Recommended Equipment List

  • Hypertonic saline
  • IV equipment
  • Portable blood Na+ analyzer kit
  • AED
  • Salty foods (e.g. bouillon cubes, pretzels, canned soup, and potato chips)
  • Rectal thermometer
  • Blood pressure cuff
  • Stethoscope
  • Stretcher

 

References

  1. Binkley HM, Beckett J, Casa DJ, Kleiner DM, Plummer PE. National Athletic Trainers’ Association position statement: exertional heat illnesses.
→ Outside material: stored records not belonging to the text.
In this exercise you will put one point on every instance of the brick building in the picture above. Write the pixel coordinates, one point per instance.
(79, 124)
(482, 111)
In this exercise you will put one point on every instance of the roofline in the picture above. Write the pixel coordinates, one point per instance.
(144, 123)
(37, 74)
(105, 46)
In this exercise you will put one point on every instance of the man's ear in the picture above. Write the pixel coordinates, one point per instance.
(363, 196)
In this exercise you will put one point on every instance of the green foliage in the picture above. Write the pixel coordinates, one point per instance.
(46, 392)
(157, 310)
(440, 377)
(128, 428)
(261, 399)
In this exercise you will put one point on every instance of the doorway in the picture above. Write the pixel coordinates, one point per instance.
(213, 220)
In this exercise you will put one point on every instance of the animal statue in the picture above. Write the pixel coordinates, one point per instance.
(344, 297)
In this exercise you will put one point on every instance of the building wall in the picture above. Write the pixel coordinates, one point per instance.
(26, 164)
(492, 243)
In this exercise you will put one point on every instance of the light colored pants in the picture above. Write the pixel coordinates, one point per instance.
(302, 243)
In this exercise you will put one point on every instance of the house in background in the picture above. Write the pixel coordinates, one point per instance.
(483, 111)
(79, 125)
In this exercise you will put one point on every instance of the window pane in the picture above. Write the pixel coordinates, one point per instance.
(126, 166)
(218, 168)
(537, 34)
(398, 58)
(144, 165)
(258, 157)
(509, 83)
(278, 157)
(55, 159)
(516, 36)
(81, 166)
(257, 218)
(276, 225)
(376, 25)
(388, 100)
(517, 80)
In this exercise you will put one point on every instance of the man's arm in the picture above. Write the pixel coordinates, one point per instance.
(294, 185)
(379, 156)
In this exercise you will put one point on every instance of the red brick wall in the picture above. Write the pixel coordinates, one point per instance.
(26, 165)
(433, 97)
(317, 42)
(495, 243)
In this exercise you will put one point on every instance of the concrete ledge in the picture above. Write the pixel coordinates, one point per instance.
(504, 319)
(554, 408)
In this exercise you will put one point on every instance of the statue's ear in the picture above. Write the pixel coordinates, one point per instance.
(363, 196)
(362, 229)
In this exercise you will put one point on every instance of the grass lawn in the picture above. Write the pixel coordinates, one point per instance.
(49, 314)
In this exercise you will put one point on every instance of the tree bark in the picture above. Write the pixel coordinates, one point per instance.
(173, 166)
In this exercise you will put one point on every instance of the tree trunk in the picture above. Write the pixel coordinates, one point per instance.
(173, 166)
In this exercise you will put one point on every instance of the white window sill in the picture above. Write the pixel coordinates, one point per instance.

J Athl Train. 2002;37(3):329-343.
  2. Hew-Butler T, Ayus JC, Kipps C, Maughan RJ, Mettler S, Meeuwisse WH, Page AJ, Peid SA, Rehrer NJ, Roberts WO, Rogers IR, Rosner MH, Siegel AJ, Speedy DB, Stuempfle KJ, Verbalis JG, Weschler LB, Wharam PM. Statement of the second international exercise-associated hyponatremia consensus development conference, New Zealand. Clin J Sport Med. 2008;18(2):111-121.
  3. Casa DJ, Clarkson PM, Roberts WO. American College of Sports Medicine roundtable on hydration and physical activity: consensus statements. Curr Sports Med Rep. 2005;4:115-127.
  4. Casa DJ, Armstrong LE, Hillman SK, Montain SJ, Reiff RV, Rich B, Roberts WO, Stone JA. National Athletic Trainers’ Association position statement: fluid replacement for athletes. J Athl Train. 2000;35(2):212-224.
  5. Armstrong LE, McDermott BP. Exertional hyponatremia. In: Casa DJ, eds. Preventing Sudden Death in Sport and Physical Activity. Sudbury, MA: Jones & Bartlett Learning. 2012:185-199.
  6. Montain SJ, Sawka MN, Wenger CB. Hyponatremia associated with exercise: risk factors and pathogenesis. Exer Sport Sci Rev. 2001;29(3):113-117.